【ひとことで言うと?】
他社の荷物と混ざる心配ゼロ!巨大な20フィートや40フィートのコンテナ1本を、
自社(1社の荷主)だけで丸ごと借り切って(貸し切って)海外へ運ぶ、最もスタンダードな輸送方法のこと。
【もっと詳しく解説】
FCL(Full Container Load:フル・コンテナ・ロード)は、前回のLCL(混載便=乗り合いバス)の真逆の概念です。
「専用の貸切チャーター便」や「ホテルのスイートルーム」でイメージしてみましょう
あなたの会社が、海外へ大量の商品を売りたいとします。
ダンボール何百箱分にもなるなら、ちまちまとCFS(乗り合いターミナル)で他社の荷物とパズルをする必要はありません。 空っぽの巨大なコンテナを自社の工場まで引っ張ってきてもらい、自分たちで荷物を詰め込み(バンニング)、扉を閉めてガチャン!と頑丈な鍵(シール)をかけます。
世界を巡る鉄の箱「2大サイズ」 FCLで貸し切るコンテナには、世界共通の2つのサイズがあります。
- 20フィートコンテナ(長さ約6m):
一般的なワンルームマンションくらいの広さ。
お米や機械部品など、「小さくて重いもの」を運ぶのによく使われます。 - 40フィートコンテナ(長さ約12m):
20フィートの倍の長さを持つ超巨大な箱。
アパレルやトイレットペーパーなど、「軽くてかさばるもの」を大量に運ぶのが得意です。
工場で鍵をかけられたFCLコンテナは、そのまま「CY(コンテナヤード)」へ直行し、クレーンで船に積まれます。
海外のお客さんの工場に到着して鍵を切るまで、途中で誰の手にも触れられることはありません。
【なぜ重要なの? / メリット・注意点】
ある程度の物量があるなら、FCL一択と言っていいほど圧倒的なメリットがあります。
メリット
- 最強のスピードと安全性:
CFS(荷捌き場)を経由しないため、無駄な待ち時間がなく最速で海外へ届きます。
また、途中で他人の荷物とぶつかったり、誰かに箱を開けられたりする心配がないため、破損や盗難のリスクが極めて低いです(セキュリティ最強)。 - 単価が安い:
コンテナ1本を満杯(パンパン)にできれば、1個あたりの輸送コストはLCL(混載)よりも圧倒的に安くなります。
注意点(現場のリアル)
- 「空気」を運んでも料金は同じ:
コンテナを1本丸ごと借りる契約なので、中身が半分しか入っていなくても、スッカスカでも、「コンテナ1本分の運賃」を丸々請求されます。
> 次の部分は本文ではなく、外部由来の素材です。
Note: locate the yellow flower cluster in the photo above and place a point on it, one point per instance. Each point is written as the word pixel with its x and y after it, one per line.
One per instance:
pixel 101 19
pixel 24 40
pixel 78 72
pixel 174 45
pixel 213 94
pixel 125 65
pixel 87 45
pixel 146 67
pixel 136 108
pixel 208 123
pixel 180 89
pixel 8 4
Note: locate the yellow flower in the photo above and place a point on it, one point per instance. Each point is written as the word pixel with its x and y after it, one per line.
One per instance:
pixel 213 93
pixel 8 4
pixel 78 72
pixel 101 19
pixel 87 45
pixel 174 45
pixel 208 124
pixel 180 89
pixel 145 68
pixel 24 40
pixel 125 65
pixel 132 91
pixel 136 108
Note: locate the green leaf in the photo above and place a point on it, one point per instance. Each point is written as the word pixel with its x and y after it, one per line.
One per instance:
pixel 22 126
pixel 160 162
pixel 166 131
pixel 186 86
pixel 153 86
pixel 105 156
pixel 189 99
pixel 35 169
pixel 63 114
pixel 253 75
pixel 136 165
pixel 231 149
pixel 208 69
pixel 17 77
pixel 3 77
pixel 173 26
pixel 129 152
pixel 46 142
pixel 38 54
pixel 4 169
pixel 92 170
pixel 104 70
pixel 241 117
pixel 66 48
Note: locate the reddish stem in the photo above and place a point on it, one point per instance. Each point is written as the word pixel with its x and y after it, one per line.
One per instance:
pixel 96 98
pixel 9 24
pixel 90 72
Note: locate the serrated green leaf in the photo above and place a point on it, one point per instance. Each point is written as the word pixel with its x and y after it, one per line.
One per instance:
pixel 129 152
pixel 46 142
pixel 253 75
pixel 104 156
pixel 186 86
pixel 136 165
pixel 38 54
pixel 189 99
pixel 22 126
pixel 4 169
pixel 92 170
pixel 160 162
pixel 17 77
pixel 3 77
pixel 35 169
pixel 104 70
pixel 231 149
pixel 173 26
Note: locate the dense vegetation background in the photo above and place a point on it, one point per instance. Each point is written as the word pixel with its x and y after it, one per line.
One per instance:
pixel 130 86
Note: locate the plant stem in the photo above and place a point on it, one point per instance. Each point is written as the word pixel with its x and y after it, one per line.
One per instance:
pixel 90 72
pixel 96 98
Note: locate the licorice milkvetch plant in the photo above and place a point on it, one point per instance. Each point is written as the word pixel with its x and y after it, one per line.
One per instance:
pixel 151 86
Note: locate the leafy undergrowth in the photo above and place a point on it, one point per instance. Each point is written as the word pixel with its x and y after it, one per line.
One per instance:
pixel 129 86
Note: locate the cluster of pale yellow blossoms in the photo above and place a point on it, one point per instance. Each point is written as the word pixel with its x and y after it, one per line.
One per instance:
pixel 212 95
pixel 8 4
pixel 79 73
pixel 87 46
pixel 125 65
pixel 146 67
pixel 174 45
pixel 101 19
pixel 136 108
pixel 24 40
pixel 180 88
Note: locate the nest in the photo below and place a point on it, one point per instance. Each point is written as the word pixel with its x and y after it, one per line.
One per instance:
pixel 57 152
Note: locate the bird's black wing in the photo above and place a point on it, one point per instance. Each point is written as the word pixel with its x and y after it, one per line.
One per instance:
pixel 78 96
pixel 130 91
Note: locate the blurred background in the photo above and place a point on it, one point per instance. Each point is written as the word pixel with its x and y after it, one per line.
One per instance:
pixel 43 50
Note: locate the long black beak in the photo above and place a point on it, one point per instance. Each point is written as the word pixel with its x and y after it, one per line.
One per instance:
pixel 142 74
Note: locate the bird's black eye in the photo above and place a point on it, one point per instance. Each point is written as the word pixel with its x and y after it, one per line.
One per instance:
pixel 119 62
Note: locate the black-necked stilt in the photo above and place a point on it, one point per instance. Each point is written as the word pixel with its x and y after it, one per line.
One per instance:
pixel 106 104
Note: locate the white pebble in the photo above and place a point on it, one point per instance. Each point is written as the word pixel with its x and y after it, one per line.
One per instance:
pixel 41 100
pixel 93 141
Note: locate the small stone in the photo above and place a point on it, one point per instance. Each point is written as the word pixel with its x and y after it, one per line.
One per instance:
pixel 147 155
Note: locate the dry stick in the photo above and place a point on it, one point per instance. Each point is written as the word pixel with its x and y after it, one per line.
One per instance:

積載率をいかに上げるかが腕の見せ所です。 - 自力で積み込むハード労働(バンニング):
LCLと違い、CFSのプロの作業員は手伝ってくれません。自社の工場で、灼熱(あるいは極寒)の鉄の箱の中に、フォークリフトや手作業で隙間なく荷物を詰め込む過酷な作業を、自社(または委託した国内の運送会社)でやり切らなければなりません。
【まとめ】
- FCLは、コンテナ1本を自社だけで丸ごと貸し切る「フルコンテナ便」のこと。
- 20フィートと40フィートという世界共通サイズの鉄の箱を使う。
- 工場から目的地まで誰も開けないためスピードと安全性が最強だが、コンテナに荷物を詰め込む作業(バンニング)は自分たちで行う必要がある。